Opinion by
William W. Porter, J.,The rule is that registered taxes lose their lien after the expiration of five years from the first of January of the year following that for which they become due, unless suit be brought to recover the same and be duly proceeded in to judgment: Philadelphia v. Hiester, 142 Pa. 39; Philadelphia v. Kates, 150 Pa. 30. It is argued in this case that the taxes for the year 1883 were included in the lien filed,- and that the sci. fa. was not issued upon the lien until October 8, 1890. We are asked to say that the amount of the taxes for the year 1883 should be stricken from the judgment entered upon the sci. fa. It is to be noted not only that a judgment was entered on the sci. fa. in due course, but that a sci. fa. to revive was proceeded in to judgment entered May 20, 1896. This application to strike off was deferred until November 10, 1899. The judgment so *167entered and revived included tbe taxes for four different years. As to all of the years, save 1883, it was confessedly regular. The amounts of the claims for the several years were consolidated into one amount, which is the face of the judgment. How we are to strike off a part of an indivisible judgment it is difficult to see. The application must, in the first instance, therefore, be regarded as a motion to open. This invokes an equitable intervention. There is nothing in the plaintiff’s motion which appeals to the chancellor. The plaintiff does not say that he has paid his taxes, nor that he has any good reason for his failure to pay.

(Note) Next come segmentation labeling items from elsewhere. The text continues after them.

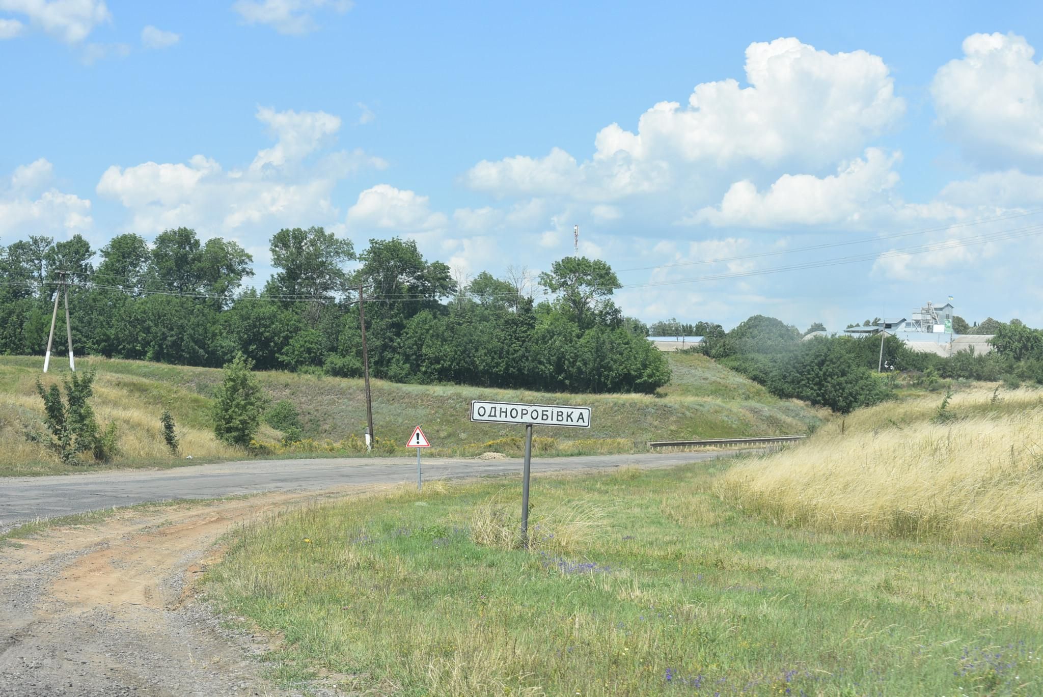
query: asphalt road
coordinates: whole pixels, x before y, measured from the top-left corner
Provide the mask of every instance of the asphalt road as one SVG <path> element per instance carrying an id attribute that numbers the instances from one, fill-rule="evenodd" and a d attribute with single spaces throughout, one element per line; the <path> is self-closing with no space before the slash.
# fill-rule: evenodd
<path id="1" fill-rule="evenodd" d="M 663 467 L 707 460 L 735 451 L 648 453 L 533 458 L 532 471 L 611 468 L 624 464 Z M 431 458 L 423 479 L 520 474 L 522 460 Z M 199 464 L 174 470 L 125 470 L 55 477 L 0 479 L 0 530 L 37 518 L 130 506 L 169 499 L 212 499 L 257 491 L 326 489 L 348 484 L 416 481 L 414 458 L 257 460 Z"/>

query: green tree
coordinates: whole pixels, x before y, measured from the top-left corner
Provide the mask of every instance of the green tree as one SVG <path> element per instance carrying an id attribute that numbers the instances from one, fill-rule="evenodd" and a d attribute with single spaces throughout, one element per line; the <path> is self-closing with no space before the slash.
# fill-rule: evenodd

The lien of the taxes for 1883 had undoubtedly expired before the issue of the sci. fa., but “ the taxes may be still due, though the lien is gone, and maybe collectible from the owner or from the property, if in the same hands: ” Philadelphia v. Kates, supra. No precedent has been cited by the appellant from the cases decided by the appellate courts for striking off a judgment founded upon a tax lien upon the grounds laid here. That may be fatal to the lien itself which, after the reduction of the lien to a judgment, may not be fatal to the judgment.
We are of opinion that no error was committed in this case by the refusal to strike off, and the order of the court below is, therefore, affirmed.